What I really hope is that I capture enough rain water that that I have enough to spoil myself with...to have even more frequent spray bottles, bathing, etc.
If I can dunk my clothes, even if the water is warm, just the water being in contact with it does definitely help with cooling the body temperature in dry heat.
Eventually I will be able to have non-plastic, large volume rainwater catchment systems to where the in rainy season, having that in place, I won't have to import sketchy water with sketchy chemicals and sketchy pharmaceuticals.
As far as I know rain, rain water is not highly contaminated with forever chemicals and everybody's pharmaceutical backwash.
I hope that rainwater is not, coming from down wind of a smoke stack.
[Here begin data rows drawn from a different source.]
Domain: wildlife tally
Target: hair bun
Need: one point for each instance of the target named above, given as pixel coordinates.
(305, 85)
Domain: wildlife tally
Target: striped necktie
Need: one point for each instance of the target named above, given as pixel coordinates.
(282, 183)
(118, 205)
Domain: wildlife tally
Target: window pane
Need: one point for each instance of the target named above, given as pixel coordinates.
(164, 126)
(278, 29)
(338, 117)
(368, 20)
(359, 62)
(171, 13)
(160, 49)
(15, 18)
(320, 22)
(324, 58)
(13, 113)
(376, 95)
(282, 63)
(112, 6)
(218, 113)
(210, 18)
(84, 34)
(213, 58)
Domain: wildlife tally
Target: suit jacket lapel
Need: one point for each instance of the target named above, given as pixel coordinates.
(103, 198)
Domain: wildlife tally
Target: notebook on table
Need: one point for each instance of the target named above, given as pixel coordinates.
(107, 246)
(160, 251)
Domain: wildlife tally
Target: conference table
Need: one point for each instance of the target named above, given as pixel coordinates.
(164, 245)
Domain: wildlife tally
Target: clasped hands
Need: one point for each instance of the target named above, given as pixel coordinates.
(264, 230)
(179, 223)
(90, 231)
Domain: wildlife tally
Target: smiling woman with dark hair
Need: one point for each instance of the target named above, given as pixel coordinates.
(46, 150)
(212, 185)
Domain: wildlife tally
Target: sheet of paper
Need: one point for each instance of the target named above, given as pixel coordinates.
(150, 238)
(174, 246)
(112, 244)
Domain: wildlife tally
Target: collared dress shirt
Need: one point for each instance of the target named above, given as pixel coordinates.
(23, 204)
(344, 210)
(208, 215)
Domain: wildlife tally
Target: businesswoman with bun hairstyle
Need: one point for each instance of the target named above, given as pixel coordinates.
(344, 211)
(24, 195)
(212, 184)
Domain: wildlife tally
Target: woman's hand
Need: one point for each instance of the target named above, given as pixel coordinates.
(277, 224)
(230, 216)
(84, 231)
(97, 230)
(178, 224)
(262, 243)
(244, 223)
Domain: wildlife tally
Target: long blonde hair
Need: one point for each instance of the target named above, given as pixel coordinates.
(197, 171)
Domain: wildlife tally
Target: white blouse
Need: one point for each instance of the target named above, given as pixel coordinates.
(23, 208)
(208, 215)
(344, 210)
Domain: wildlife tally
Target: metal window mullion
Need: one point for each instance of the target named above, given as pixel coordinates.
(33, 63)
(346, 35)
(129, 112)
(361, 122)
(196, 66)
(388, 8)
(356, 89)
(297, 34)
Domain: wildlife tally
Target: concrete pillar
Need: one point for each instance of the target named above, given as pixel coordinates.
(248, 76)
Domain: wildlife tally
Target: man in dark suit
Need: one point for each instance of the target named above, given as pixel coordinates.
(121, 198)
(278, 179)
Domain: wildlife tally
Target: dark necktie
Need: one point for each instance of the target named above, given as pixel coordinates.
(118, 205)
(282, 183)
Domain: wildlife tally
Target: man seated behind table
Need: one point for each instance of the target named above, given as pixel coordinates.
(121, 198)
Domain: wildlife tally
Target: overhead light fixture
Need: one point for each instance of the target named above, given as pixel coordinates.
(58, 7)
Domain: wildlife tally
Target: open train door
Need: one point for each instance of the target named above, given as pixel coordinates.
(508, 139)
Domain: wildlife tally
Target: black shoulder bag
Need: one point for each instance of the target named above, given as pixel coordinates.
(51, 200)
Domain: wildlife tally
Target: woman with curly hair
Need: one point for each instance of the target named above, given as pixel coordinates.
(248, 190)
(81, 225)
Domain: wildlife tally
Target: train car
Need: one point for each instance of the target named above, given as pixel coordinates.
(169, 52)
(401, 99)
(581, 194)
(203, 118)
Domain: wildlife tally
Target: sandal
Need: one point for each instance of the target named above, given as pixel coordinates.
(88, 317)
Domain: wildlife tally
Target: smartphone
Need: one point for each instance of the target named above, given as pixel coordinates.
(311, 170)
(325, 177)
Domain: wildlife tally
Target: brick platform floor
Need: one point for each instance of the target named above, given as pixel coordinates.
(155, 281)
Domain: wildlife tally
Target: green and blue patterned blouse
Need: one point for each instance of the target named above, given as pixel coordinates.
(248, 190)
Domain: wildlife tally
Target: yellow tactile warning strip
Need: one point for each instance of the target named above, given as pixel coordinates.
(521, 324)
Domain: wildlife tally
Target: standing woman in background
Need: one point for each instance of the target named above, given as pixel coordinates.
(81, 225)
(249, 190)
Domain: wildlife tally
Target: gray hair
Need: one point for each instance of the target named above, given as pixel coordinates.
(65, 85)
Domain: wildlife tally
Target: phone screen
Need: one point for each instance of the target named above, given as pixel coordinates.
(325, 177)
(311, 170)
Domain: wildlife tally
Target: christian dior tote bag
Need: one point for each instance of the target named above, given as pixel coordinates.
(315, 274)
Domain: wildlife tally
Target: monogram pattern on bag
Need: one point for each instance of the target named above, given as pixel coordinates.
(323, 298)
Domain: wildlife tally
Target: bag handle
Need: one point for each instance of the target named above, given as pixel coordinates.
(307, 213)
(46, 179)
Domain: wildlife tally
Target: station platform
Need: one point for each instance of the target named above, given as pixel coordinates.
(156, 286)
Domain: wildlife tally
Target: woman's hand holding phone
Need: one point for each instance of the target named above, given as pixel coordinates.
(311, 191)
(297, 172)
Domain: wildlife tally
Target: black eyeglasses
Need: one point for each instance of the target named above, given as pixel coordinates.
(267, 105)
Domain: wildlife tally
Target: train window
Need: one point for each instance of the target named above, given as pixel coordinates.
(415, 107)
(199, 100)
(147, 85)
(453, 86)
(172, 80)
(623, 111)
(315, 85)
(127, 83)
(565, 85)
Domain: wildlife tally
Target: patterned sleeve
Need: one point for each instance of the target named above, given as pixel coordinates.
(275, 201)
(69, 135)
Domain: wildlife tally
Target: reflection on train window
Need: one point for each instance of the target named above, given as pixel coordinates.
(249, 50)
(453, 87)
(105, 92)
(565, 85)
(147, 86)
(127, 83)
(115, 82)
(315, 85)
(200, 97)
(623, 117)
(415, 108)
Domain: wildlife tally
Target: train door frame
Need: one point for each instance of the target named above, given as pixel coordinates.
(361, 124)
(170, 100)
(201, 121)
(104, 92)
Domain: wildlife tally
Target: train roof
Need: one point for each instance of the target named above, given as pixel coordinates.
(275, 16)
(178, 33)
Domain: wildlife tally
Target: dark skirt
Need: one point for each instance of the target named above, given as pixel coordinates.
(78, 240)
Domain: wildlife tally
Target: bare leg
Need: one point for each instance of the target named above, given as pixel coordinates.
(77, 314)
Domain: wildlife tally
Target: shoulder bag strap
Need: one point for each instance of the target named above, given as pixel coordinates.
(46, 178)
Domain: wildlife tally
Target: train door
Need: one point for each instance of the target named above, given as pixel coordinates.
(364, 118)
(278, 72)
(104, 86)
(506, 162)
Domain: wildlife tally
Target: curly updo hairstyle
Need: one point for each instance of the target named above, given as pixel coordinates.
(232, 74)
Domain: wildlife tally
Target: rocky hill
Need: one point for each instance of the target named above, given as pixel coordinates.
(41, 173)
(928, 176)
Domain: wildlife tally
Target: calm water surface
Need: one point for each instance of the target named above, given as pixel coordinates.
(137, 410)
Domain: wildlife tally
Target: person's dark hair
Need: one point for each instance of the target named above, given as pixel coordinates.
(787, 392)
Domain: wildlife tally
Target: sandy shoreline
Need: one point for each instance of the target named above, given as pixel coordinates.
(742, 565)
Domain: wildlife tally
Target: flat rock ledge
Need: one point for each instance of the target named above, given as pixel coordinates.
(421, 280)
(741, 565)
I'm still obviously filtering that. I pray the rains come and they don't wash me away or kill me, but they allow me to wash myself a little bit more, to cool down, in a more intelligent manner by dunking clothes in water that I can spare for that purpose.
I wish I did capture more of it. I'm never gonna have too much rainwater catchment capacity. I'm only gonna wish I had more.
Before next summer I’ll experiment with a practice called of natural climate control, natural A-C by running tubes underground, burying them several feet deep over at least a one hundred foot stretch of pipe...You have an intake and a fan to blow air underground through the pipes where it gets naturally cooled.
I've experienced it. I know what can happen in a baking desert when you, when you bury underground ducts where the soil temperature is buffered from extreme cold or extreme heat.
Ideally I will be able to pipe cold air into an above ground, small dome house.
My mindset has been, our ancestors didn't have that stuff. But they would have had wise ways to beat the heat as well.
I’ve learned some of my limits. I know that it’s best to avoid any exertion in the heat, but if once in a while I have to go into beast mode, I can do it for short durations if I’m very cautious about losing balance or consciousness.
If I fall or lose consciousness out here I will wake up with ants tearing my skin off and the sun baking me to death.